Two powerful players in India’s outsourcing industry are drafting a data protection law designed to quell growing privacy concerns from their offshore clients.

India’s Ministry of Information Technology and the National Association of Software and Service Companies (Nasscom) in New Delhi expect the legislation to be in place early next year. It would provide legal safeguards to ensure data privacy protection in India, according to Nasscom President Kiran Karnik.

Such safeguards are required for all data leaving the European Union, which is a result of the EU Data Protection Directive and is what prompted India to act. But the regulations could prove beneficial for American companies as well.

No U.S. law currently prohibits information—such as Social Security and driver’s license numbers, employment histories, and medical records—from being shipped to or accessed from other countries, says William Bierce, attorney and president of New York City-based law practice Bierce and Kenerson. However, the number of U.S. companies required to comply with industry-specific and state laws is growing.

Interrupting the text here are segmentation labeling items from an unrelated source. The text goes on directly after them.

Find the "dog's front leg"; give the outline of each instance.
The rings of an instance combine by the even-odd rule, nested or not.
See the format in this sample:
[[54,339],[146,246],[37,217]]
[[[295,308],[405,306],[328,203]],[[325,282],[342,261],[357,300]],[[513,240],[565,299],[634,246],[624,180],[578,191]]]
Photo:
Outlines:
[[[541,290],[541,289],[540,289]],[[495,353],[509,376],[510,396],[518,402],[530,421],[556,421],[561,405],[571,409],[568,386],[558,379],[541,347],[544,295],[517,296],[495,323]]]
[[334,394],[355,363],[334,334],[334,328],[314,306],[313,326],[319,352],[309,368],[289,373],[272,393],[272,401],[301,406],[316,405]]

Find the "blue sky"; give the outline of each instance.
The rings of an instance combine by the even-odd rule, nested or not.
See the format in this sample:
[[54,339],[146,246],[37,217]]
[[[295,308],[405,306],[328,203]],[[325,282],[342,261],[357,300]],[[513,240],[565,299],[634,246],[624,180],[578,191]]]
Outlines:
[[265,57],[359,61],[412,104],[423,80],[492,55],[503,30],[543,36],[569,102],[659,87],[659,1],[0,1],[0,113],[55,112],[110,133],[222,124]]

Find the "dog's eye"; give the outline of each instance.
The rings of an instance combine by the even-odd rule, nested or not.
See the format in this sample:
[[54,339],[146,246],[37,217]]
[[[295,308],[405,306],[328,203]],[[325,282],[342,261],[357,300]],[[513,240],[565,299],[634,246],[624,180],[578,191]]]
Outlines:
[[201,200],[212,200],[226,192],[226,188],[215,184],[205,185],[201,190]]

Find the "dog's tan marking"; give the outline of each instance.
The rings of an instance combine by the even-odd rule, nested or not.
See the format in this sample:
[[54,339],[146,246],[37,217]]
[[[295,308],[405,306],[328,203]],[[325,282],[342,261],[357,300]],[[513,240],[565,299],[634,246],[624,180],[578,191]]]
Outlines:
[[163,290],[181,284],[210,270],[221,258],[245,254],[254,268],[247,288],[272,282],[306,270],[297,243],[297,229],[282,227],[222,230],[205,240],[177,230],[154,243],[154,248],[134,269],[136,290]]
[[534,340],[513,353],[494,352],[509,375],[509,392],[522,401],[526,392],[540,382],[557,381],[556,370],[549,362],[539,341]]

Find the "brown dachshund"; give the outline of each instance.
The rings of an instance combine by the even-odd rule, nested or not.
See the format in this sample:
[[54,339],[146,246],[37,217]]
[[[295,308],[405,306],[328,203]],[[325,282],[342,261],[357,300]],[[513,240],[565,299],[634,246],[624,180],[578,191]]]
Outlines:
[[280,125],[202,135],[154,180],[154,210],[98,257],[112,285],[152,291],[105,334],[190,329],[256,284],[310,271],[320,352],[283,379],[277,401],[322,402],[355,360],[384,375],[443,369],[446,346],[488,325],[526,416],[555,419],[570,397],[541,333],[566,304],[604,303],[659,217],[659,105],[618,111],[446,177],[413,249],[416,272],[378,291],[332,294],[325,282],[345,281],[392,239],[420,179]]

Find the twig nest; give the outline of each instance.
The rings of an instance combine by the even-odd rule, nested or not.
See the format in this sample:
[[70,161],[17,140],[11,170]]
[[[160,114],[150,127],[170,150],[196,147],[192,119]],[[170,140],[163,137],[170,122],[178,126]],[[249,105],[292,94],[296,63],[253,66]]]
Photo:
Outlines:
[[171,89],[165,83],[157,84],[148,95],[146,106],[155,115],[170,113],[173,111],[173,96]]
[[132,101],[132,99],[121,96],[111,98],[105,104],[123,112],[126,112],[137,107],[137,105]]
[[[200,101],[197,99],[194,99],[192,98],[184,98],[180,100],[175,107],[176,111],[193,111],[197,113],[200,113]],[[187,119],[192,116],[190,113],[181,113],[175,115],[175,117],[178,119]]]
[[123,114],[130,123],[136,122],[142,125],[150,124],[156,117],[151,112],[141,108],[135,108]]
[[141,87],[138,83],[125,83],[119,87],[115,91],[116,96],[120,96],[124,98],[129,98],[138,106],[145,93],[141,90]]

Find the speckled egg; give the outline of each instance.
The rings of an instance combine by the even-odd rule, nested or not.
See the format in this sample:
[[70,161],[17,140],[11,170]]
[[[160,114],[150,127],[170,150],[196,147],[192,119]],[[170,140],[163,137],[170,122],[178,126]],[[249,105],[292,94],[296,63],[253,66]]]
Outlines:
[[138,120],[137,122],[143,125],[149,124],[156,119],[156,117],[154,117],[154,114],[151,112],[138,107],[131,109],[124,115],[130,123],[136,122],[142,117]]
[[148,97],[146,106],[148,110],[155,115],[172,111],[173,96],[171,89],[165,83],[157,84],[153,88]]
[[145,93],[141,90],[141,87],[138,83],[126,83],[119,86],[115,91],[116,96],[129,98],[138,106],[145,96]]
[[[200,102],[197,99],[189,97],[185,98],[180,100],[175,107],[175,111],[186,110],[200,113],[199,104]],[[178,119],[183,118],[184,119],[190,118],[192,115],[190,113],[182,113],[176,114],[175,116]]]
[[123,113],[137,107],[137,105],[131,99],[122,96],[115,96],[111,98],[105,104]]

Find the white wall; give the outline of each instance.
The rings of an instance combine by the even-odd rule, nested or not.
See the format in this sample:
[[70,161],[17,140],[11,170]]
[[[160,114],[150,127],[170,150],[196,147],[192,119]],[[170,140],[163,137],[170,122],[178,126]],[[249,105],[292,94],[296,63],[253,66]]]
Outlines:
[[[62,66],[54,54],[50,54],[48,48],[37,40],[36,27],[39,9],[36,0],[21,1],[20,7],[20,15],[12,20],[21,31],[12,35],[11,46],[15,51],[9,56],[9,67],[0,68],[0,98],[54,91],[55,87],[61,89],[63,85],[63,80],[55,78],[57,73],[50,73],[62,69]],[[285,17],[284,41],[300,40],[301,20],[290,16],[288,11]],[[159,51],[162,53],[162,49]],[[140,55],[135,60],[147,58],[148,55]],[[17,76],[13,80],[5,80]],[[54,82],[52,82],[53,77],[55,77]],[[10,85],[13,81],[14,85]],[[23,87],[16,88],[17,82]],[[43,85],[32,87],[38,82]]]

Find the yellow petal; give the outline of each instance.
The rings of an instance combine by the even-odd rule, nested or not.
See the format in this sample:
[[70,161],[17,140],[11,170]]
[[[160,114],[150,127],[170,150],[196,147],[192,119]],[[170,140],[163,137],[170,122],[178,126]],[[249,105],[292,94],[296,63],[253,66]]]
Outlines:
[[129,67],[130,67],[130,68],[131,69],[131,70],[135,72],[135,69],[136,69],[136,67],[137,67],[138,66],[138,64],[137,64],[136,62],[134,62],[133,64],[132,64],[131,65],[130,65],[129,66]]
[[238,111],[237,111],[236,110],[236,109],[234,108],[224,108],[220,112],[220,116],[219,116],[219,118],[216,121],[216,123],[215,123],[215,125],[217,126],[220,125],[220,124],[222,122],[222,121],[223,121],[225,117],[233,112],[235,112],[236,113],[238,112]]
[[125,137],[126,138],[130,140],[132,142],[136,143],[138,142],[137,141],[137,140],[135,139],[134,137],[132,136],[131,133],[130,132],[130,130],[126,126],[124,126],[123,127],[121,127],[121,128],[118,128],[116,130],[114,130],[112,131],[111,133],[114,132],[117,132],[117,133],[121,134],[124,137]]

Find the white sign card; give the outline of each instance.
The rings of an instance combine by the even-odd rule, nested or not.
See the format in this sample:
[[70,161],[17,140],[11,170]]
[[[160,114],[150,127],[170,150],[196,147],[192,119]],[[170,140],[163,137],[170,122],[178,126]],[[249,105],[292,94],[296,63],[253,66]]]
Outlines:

Laws such as the Health Insurance Portability and Accountability Act (HIPAA), Gramm-Leach-Bliley Act, and California’s pending SB 1386 identity-protection law regulate what data companies can share. With offshore outsourcing deals, data protection provisions are usually written into service contracts.

Some CIOs worry whether a data protection law would have any teeth in India’s courts. But competition for offshore business should keep the courts on the straight and narrow. “Nasscom and India understand how vital a clear policy on data protection and privacy are to the trust and confidence of foreign clients,” says Bierce, adding that the rules will most likely be enforced by a special appellate court established under India’s Information Technology Act of 2000.

Nonetheless, CIOs must remain diligent about Indian vendors to ensure the privacy and security needs of their companies.

“India’s privacy legislation is positive, but much more important is for CIOs to ensure that their outsourcing agreements contain detailed and precise contractual specifications regarding data privacy and protections,” says Hank Zupnick, senior vice president and CIO of GE Real Estate, who works with several Indian IT services companies. Specific remedies for noncompliance should be spelled out in the contract, adds Zupnick, and the contract should have legal jurisdiction in the state or province where the CIO’s company is headquartered.